The “Born in Schiefweg” museum, the first emigration museum in Bavaria, was set up on May 15, 2010 in the birthplace of Emerenz Meier. The time of the wave of emigration from the Bavarian Forest around 1900 is documented in detail.

Works

  • Emerenz Meier: From the Bavarian Forest , Stories and Poems, Königsberg 1898.
  • Emerenz Meier: From the Bavarian Forest , Stories and Poems, ed. by Hans Bleibrunner and Alfred Fuchs, drawings by Josef Fruth. With a life picture of the poet by Max Peinkofer and a reminder of Hans Carossa's meeting with the writer [in 1898]. Completed reprint of the author's first and only book publication during her lifetime, Grafenau (Morsak) 1974.
  • Emerenz Meier: Collected Works , ed. v. Hans Goettler. 2 Bde. Grafenau (Morsak) 1991. ISBN 3-87553-369-0 .
  • Hans Göttler : "... child free of the free forest". An Emerenz Meier reading book , Grafenau (Morsak) 2008.

literature

  • Joseph Berlinger : Emerenz.
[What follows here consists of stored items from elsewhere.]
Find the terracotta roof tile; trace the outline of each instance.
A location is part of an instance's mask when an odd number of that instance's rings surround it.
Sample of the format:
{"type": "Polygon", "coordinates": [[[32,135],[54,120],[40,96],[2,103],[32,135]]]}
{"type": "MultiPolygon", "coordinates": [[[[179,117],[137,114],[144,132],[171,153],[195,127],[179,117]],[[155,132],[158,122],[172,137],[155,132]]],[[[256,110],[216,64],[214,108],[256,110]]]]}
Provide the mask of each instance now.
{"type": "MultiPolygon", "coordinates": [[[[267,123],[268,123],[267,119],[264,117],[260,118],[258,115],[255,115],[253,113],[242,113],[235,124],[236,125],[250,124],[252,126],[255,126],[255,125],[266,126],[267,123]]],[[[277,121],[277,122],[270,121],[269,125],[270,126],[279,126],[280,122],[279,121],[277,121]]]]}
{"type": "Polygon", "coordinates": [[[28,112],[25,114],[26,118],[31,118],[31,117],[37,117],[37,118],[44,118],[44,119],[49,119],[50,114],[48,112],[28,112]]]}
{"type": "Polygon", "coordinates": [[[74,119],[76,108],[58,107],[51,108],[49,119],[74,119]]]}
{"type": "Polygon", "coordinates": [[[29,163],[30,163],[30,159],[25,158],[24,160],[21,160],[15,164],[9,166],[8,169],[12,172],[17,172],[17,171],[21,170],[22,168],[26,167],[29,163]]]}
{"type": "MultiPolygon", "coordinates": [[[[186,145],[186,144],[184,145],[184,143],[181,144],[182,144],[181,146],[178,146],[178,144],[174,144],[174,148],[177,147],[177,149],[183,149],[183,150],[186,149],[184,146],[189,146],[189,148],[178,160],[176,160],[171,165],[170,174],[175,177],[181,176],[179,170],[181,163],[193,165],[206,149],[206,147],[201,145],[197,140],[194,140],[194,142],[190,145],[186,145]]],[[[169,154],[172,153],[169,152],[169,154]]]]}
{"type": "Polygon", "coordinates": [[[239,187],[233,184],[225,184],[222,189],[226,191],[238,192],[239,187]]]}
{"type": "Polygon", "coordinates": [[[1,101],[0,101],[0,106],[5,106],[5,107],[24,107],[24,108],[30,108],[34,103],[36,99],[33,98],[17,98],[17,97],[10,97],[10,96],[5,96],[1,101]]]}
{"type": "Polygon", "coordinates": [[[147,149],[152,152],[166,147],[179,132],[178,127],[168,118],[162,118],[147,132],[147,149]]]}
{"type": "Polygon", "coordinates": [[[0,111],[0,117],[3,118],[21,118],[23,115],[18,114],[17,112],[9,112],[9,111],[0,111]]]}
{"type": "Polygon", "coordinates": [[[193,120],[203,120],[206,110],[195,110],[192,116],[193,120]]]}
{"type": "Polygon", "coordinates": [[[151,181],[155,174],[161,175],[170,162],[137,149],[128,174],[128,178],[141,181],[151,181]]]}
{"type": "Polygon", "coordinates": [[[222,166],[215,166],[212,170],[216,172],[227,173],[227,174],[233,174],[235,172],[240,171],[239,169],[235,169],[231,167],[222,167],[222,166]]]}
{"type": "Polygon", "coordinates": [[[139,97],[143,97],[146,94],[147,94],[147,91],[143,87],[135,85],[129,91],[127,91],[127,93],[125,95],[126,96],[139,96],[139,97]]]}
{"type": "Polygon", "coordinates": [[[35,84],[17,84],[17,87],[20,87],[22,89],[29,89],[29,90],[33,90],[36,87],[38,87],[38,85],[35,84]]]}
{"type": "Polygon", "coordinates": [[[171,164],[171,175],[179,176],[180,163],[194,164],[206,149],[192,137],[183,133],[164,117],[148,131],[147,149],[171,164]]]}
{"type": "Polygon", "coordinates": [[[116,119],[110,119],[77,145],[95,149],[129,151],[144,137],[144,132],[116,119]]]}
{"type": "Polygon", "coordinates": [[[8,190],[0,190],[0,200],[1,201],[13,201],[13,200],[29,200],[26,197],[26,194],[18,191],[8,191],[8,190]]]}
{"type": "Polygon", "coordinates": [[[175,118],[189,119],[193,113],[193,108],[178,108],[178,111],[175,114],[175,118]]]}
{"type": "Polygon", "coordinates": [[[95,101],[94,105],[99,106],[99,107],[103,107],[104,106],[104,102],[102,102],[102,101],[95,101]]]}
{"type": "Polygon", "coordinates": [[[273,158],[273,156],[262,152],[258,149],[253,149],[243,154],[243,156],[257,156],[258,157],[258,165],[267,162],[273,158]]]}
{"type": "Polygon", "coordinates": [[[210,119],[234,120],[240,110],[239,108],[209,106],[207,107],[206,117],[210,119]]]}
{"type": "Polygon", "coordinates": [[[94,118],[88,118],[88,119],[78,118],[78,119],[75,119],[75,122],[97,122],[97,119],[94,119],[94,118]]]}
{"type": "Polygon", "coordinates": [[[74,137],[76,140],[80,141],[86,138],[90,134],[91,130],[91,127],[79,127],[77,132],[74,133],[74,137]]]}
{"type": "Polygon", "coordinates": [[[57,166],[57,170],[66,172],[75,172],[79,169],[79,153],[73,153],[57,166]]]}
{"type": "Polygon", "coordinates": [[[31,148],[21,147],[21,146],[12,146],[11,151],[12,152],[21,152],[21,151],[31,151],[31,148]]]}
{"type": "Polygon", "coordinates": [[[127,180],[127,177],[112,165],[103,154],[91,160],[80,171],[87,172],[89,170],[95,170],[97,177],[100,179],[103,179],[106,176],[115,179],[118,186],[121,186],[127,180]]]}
Scenes, letters, poems; from the life of the Bavarian poet, landlady and emigrant (with materials, letters, poems and photos by Emerenz Meier), Brehm Verlag , Feldafing. (1982 premiered as the play Emerenz and the journey to America in the Stadttheater Ingolstadt ).
  • Friedemann Fegert: Emerenz Meier in Chicago. Edition Lichtland, 2014, ISBN 978-3-942509-36-7 .
  • Friedemann Fegert: Emerenz Meier in Chicago. In: Friedemann Fegert: You do not indulge Eich at all how it is to ged in Amerigha. Emigration from the young clearing villages in Passau to North America since the middle of the 19th century. Karlsruhe 2001, ISBN 3-8311-0234-1 , pp. 380-406.
  • Michaela Karl: Emerenz Meier: The Bavarian Forest poet. In: Bavarian Amazons - 12 portraits. Pustet, Regensburg 2004, ISBN 3791718681 , pp. 32-49.
  • Max Peinkofer: My forest - my life: life picture of the poet Emerenz Meier. 2005.
  • Paul Praxl : Emerenz Meier - Origin and Environment. In: The Bavarian Forest. 86th Jg., Zwiesel 1994, No. 4, pp. 18-27.
  • Paul Praxl: The unknown Emerenz Meier. Publications of the Waldkirchen City Archives, No. 4. Waldkirchen 2008.
  • Paul Praxl: "I am terribly radical-minded". The unknown Emerenz Meier. Passau 2012, ISBN 978-3-86328-116-8 .

Movies

  • Schiefweg , German feature film from 1988; Script and direction: Jo Baier . The film tells scenes from the childhood of Emerenz Meier and the hard life in the countryside in the Bavarian Forest. The main role of Emerenz Meier is played by Daniela Schötz from Haus bei Bad Kötzting.
  • Wildfeuer , German feature film from 1991; Script and direction: Jo Baier . Anica Dobra plays the leading role of Emerenz Meier.

Web links

Commons : Emerenz Meier  - Collection of images, videos and audio files
Wikisource: Emerenz Meier  - Sources and full texts

Individual evidence

  1. Hans Carossa, The year of beautiful illusions. Insel Verlag, Leipzig 1941, pp. 179–181; P. 199; P. 211f .; Pp. 226-319.